Penny for your thoughts ...#het ...

Are thoughts and memories our own?

Here’s a thought: what if your thoughts aren’t your own and your memories are somebody else’s?

We can start with Anthony (Tony) as he’s known: his thought was that last Monday was better than this Monday - based on nothing else than his thought. We can ask, did he come up with this thought or had he heard someone else mention the same very thing?

Right: let’s study Anthony’s memory of last Monday. What was this memory based on? So you see, memories aren’t necessarily your own; you could’ve remembered someone else mentioning this very fact - that last Monday was better than this Monday.

James remembers having three Weet-Bix for breakfast: however, maybe it was his brother who had three Weet-Bix for breakfast or was it his mother who insisted on James and his brother having three Weet-Bix for breakfast.

As a teenage boy discovering   a teenage girl as she sat on the park bench feeding a sparrow. Did she have a coffee and an apple crumble in front of her, or was it a cup of tea and a tomato sandwich? 
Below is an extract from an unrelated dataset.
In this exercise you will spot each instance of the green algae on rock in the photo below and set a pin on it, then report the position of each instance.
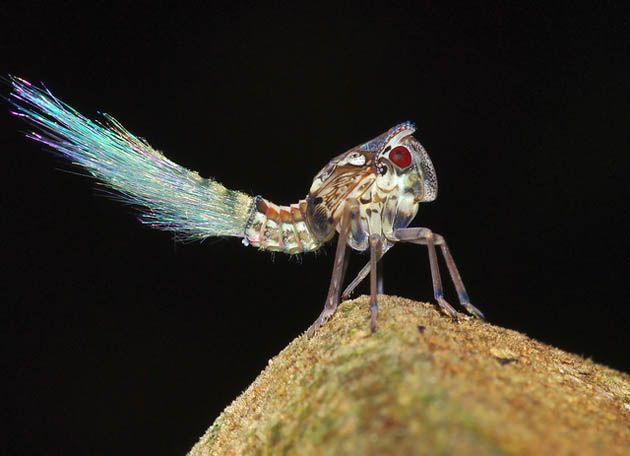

See when your brain has been overtaken by the feeling of love and desire to explore the teenage girl’s soul.  Eyes can be deceived.

This brings us from thoughts and memories to our sight. Do we always see what is in front of us? 

Because we have the thought and the memory of knowing what was in front of us on that last Monday: which is not in our thoughts or our memories or our sight as on this Monday.

Memories, like history, are often manipulated to suit the occasion or the person. 

Bad memories return when they are triggered, and bad history depends on which side of the page it is written on.

Martha woke to check the time on the clock. It read quarter to two. A quarter of the moon crept through the quarter of the curtain that was opened on the right side of the three-sash window. 

There were no wild dogs barking in a far-off forest - no branches of trees scraping against the tin roof, and no mysterious sounds coming through the back wooden fence.

The thought that came into Martha’s head this morning had not come this way before, nor had the memories that she’s trying to repress ever risen to the surface like the dead goldfish she remembered from her primary school days.

So Martha thought, are these her thoughts? Are these? Her memories— were the goldfish hers?— so it leaves us to think maybe we do have thoughts that don’t belong to us and memories that we recall— some that we don’t recall as our own—  yet maybe these thoughts and these memories are better and far superior to the thoughts and memories that we do recall.

It is well known that three people can witness the same incident, and all three people will recall the incident differently.

This just supports that sight is not always that reliable— like that teenage boy seeing coffee and apple crumble or a cup of tea and a sandwich. 

Not mentioned before. 

The boy did view the girl’s breasts, her legs, and her shoes— seeing these beautiful objects from the same or different angle as the other boy sitting over there—  and from a different distance and angle.

TBC…

The writer has run out of enthusiasm for all this rubbish… However.

Desire and lust— those thoughts and memories are for another story.